= Kai Rüütel =

Estonian opera singer

Kai Rüütel (born 5 September 1981, in Tallinn) is a mezzo-soprano opera singer from Estonia.

==Education==
Kai Rüütel studied at the Georg Ots Music School in Tallinn and then at the Koninklijk Conservatorium in The Hague and the Dutch National Opera Academy, graduating from the Masters programme with Special Honours. She won First Prize in the National Competition for Young Classical Singers in Estonia three years in a row in 2001, 2002 and 2003.

==Operatic career==
In 2009 Rüütel became a member of the Jette Parker Young Artists Programme at the Royal Opera House, making her ROH debut as Venerable Lady in The Gambler and covering the role of Blanche. In the 09/10 season she sang Rosette in Manon and Flora in La Traviata and also performed these roles with the company when it toured to Japan with Antonio Pappano in September 2010.

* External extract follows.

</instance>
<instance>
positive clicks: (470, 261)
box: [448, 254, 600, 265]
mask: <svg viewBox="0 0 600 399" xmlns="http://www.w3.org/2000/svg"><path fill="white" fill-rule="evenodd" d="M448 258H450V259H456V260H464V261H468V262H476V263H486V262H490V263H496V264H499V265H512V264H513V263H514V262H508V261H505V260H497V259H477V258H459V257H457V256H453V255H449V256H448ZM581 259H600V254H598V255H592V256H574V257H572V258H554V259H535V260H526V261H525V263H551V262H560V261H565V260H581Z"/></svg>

In December 2010, she stepped in at the Royal Opera House for an indisposed Christine Rice as Hänsel in Hänsel und Gretel. Her other roles at the ROH in the 2010/11 season included Second Lady in Die Zauberflöte conducted by Sir Colin Davis, and Dorothée in Cendrillon. She also covered Madame Dangeville in Adriana Lecouvreur, Charlotte in Werther and Dunyasha in The Tsar’s Bride.

After graduating from the Jette Parker Young Artists Programme in 2011, she appeared in Scottish Opera's 2011-12 season as Hänsel in Hansel and Gretel. She also returned to the Royal Opera House as Meg Page in Falstaff, and Wellgunde in Keith Warner's productions of Das Rheingold and Götterdämmerung. She has since also appeared as Blanche in Prokofiev's The Gambler for Dutch National Opera and Sonyetka in Shostakovich's Lady Macbeth of the Mtsensk District for Vlaamse Opera.

==Recordings==
Rüütel appears as Dorothée in Cendrillon on DVD for Virgin Classics, released in 2012.